Fluoroquinolone antibiotics are widely used in our communities and healthcare facilities. This review focuses upon the relationship between fluoroquinolone use and the rising prevalence in neutropenic cancer patients of multidrug resistant pathogens including methicillin-resistant Staphylococcus aureus (MRSA), vancomycin-resistant enterococci, Clostridium difficile, and aerobic Gram-negative bacilli. Fluoroquinolones such as ciprofloxacin or levofloxacin are efficacious for the prevention and treatment of neutropenic fever syndromes, including infections due to aerobic Gram-negative bacilli. Recent clinical practice guidelines recommend their prophylactic use in acute leukaemia patients receiving intensive remission-induction, postremission consolidation, or salvage induction therapy, and haematopoietic stem cell transplant recipients during pre-engraftment when the duration of profound neutropenia (absolute neutrophil count <0.1 × 10(9)/l) is at least 7 days.

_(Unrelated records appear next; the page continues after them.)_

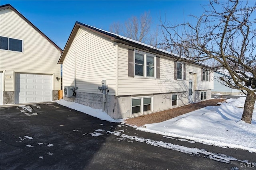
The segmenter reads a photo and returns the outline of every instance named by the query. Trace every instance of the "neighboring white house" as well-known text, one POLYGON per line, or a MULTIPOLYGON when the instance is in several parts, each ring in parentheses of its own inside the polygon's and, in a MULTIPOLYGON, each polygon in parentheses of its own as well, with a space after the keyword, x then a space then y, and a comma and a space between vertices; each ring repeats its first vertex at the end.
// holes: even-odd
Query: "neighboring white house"
POLYGON ((228 71, 226 70, 218 70, 214 73, 214 88, 212 93, 222 94, 237 95, 242 94, 241 90, 227 87, 220 82, 220 78, 224 77, 226 78, 231 78, 228 71))
POLYGON ((58 100, 61 49, 10 5, 0 16, 0 104, 58 100))
POLYGON ((66 88, 64 99, 103 108, 112 118, 119 119, 211 98, 210 67, 176 61, 179 58, 76 22, 58 62, 62 64, 66 88), (75 84, 76 95, 67 97, 76 94, 70 90, 75 84), (105 84, 108 86, 106 98, 101 90, 105 84))

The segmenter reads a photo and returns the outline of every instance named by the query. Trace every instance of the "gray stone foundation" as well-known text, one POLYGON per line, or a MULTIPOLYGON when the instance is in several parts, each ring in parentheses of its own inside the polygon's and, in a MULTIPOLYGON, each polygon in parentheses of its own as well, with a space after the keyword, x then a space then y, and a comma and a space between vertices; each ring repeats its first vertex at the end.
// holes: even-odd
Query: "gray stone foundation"
MULTIPOLYGON (((204 91, 207 91, 207 99, 210 98, 210 90, 204 91)), ((195 92, 194 102, 200 102, 201 91, 195 92)), ((188 92, 187 92, 149 94, 144 96, 153 96, 153 112, 188 104, 188 92), (172 106, 172 94, 177 94, 178 96, 178 105, 175 106, 172 106)), ((73 98, 64 97, 63 99, 83 104, 94 109, 102 109, 102 94, 77 92, 76 96, 73 98)), ((131 102, 131 96, 116 96, 114 95, 107 95, 106 102, 104 103, 104 111, 111 117, 114 119, 130 117, 132 116, 131 102)))
POLYGON ((59 100, 59 90, 52 90, 52 101, 59 100))
POLYGON ((14 92, 3 92, 3 104, 14 104, 14 92))

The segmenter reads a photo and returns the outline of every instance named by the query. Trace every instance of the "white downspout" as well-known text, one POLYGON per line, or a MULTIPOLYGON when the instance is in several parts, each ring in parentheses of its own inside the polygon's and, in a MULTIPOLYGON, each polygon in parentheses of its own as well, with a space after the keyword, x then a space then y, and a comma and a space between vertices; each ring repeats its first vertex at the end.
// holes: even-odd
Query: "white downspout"
POLYGON ((76 52, 75 52, 75 72, 74 72, 74 80, 75 80, 75 88, 74 89, 74 94, 76 95, 76 52))

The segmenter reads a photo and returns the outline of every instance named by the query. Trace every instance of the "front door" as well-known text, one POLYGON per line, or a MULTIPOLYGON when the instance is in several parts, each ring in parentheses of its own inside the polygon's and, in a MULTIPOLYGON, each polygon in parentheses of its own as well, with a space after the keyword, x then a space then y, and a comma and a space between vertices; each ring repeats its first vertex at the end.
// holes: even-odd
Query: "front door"
POLYGON ((193 102, 193 80, 189 80, 189 88, 188 89, 188 102, 192 103, 193 102))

These same agents combined with amoxicillin/clavulanate are recommended for oral outpatient empirical antibacterial treatment of febrile neutropenic patients at low risk for medical complications. Fluoroquinolone-resistant Enterobacteriaceae is linked to community fluoroquinolone consumption. Prophylaxis efficacy is reduced when the prevalence of fluoroquinolone Gram-negative bacillary resistance exceeds 20%. Widespread use encourages the transmissibility of multiclass antimicrobial resistance genes among Gram-negative bacilli. Fluoroquinolone-driven colonization with MRSA enhances the risk of subsequent infection, the use of vancomycin, and risk of colonization by vancomycin-resistant Enterococcus spp. The relative roles of widespread fluoroquinolone use and ineffective infection prevention and control practices in encouraging the spread of virulent C. difficile-associated diarrhoea in healthcare facilities remain controversial. Widespread use of antibacterial agents of one class can encourage multiclass drug resistance, which reduces prophylaxis and treatment efficacy in neutropenic cancer patients.